Unique key vs. unique index on SQL Server 2008

john Gu picture john Gu · Apr 22, 2012 · Viewed 32.6k times · Source

I have a table called countries and I define the country_name column to be unique by creating a “Index/Key” of type “Unique Key” on SQL Server 2008 R2.

But I have the following questions:

  1. will creating “Index/Key” of type “Unique Key” automatically create a non-clustered index on this column?
  2. if I change the type from being “Unique Key” to "Index" and I keep the IsUnique value to be "Yes",, then will there be any differences ?
  3. so why there are two options “Unique Key” and "Index" I think the two are the same ?

Answer

Aaron Bertrand picture Aaron Bertrand · Apr 22, 2012

A unique constraint is implemented behind the scenes as a unique index, so it doesn't really matter how you specify it. I tend to implement it simply as:

ALTER TABLE dbo.foo ADD CONSTRAINT UQ_bar UNIQUE(bar);

Some people create a unique index instead, e.g.

CREATE UNIQUE INDEX IX_UQ_Bar ON dbo.foo(bar);

The difference is in the intent - if you are creating the constraint to enforce uniqueness/business rules, you create a constraint, if you are doing so to assist query performance, it might be more logical to create a unique index. Again, under the covers it's the same implementation, but the road you take to get there may help document your intent.

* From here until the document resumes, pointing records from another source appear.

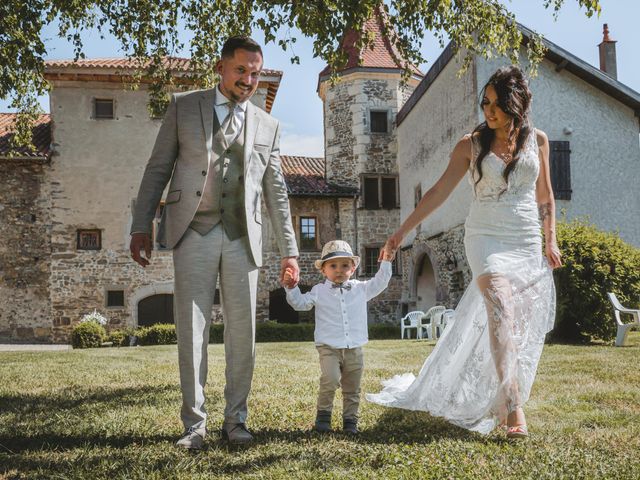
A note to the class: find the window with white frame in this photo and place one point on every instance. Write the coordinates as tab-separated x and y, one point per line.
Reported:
308	233
379	121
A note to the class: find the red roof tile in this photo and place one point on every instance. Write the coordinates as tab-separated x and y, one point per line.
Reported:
381	54
41	137
305	177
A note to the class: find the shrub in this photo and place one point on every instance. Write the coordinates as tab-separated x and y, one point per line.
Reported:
120	338
159	334
87	334
384	331
595	262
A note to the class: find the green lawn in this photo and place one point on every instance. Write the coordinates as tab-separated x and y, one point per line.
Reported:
113	413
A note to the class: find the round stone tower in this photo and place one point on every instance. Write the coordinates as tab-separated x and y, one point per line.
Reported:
361	147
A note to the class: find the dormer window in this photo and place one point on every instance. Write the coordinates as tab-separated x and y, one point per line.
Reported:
103	108
379	121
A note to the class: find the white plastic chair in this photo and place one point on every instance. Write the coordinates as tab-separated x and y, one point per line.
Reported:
623	328
429	322
409	321
448	317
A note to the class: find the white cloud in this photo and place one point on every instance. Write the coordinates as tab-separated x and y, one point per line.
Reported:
302	145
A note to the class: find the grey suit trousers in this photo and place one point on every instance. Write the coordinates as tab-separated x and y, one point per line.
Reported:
198	261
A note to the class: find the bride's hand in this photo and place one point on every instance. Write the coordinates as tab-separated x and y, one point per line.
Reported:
553	255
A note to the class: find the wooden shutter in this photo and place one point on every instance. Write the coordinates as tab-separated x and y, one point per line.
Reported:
370	193
560	166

I think there are multiple options to adhere to both previous Sybase functionality as well as to adhere to the ANSI standard (even though unique constraints don't adhere to the standard 100%, since they only allow one NULL value - a unique index, on the other hand, can work around this by adding a WHERE clause (WHERE col IS NOT NULL) on SQL Server 2008 and greater).